Neuerdings beruhigen Kommentatoren sich und ihre Umwelt mit dem Hinweis, daß die Kleinaktionäre die Nerven behalten. Warum auch nicht? Daß nicht immer gewonnen wird, kennen sie vom Lottospiel. Und im übrigen tun sie, was von ihnen seit Erfindung der Aktiengesellschaften erwartet wird: Sie spielen das Kleinvieh, das auch Mist macht. Ob Aktienkäufe durch Kleinanleger, Lohn- und VerbraucherInnensteuern, Kürzungen der Sozialeinkommen – immer fließt das Geld den Berg hinauf. Verkehrte Welt.

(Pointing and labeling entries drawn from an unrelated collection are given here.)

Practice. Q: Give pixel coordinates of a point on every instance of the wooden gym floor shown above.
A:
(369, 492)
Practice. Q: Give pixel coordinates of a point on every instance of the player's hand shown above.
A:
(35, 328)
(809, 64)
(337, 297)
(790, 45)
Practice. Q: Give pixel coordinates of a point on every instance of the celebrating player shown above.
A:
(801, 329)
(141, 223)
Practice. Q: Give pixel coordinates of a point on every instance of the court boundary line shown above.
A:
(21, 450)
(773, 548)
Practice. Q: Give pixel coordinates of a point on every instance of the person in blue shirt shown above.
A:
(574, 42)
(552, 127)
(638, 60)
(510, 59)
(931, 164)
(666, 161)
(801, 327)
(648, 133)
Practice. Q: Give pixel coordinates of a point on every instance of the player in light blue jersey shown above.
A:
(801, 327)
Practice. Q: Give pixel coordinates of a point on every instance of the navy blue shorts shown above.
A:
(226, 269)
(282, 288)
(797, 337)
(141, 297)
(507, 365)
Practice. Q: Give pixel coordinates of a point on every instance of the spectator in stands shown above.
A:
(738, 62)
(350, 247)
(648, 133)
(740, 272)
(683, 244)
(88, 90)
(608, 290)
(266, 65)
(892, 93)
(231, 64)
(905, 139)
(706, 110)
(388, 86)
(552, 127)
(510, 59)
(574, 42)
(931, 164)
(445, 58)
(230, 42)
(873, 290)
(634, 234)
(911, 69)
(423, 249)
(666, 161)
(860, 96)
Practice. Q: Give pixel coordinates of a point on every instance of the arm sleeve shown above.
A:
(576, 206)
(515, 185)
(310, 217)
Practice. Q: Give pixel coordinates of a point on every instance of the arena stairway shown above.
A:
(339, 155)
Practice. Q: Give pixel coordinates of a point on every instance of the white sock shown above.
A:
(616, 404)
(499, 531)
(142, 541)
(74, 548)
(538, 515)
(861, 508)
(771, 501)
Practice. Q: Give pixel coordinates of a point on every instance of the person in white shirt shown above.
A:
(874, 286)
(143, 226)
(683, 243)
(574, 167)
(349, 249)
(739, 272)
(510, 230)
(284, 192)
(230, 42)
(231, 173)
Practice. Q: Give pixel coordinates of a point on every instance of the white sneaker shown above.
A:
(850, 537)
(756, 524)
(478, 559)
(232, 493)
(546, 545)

So soll es auch sein. Und der Staat soll in der Logik der Neolibis nur noch soweit finanziert werden, wie er zur Aufrechterhaltung der privaten Reichtümer notwendig ist. In diesem Sinne soll er für innere Sicherheit und äußere Angriffsfähigkeit sorgen. Aber null Toleranz, wenn die Ausgeschlossenen nicht nur Aktien kaufen, Lotto spielen und Loveparades veranstalten, sondern untereinander aggressiv werden. Gewalt an den Schulen, Ausländerkriminalität, Jugendkriminalität. Wo die Leute Ehrfurcht vor den Mächtigen und Angst vor ihresgleichen haben, ist die Welt verkehrt. Wäre sie es nicht, würde anstatt von der Jugendkriminalität auf der Straße von der Seniorenkriminalität hinter den verschlossenen Türen der Geldburgen gesprochen.
Nichts gegen verkehrte Welten, in denen Männer der Frauen Last tragen und Weiße nicht eine imaginierte Bürde, sondern die der Schwarzen. Die verkehrte Welt des Neoliberalismus aber wollen wir auf die Barfüße stellen. Unseren Beitrag dazu sehen wir an dieser Stelle in jener Art von Informationen und Kommentaren, die des Kaisers neue Kleider offenbaren, um nach der Ehrfurcht dann die Furcht zu verlieren. In diesem Sinne bringt diese Ausgabe einige Beiträge über den lateinamerikanischen Neoliberalismus am Ende des Jahrtausends. In der nächsten Ausgabe werden wir das Thema fortsetzen und uns den sozialen Akteuren und ihren Emanzipationsperspektiven im nächsten Jahrtausend widmen.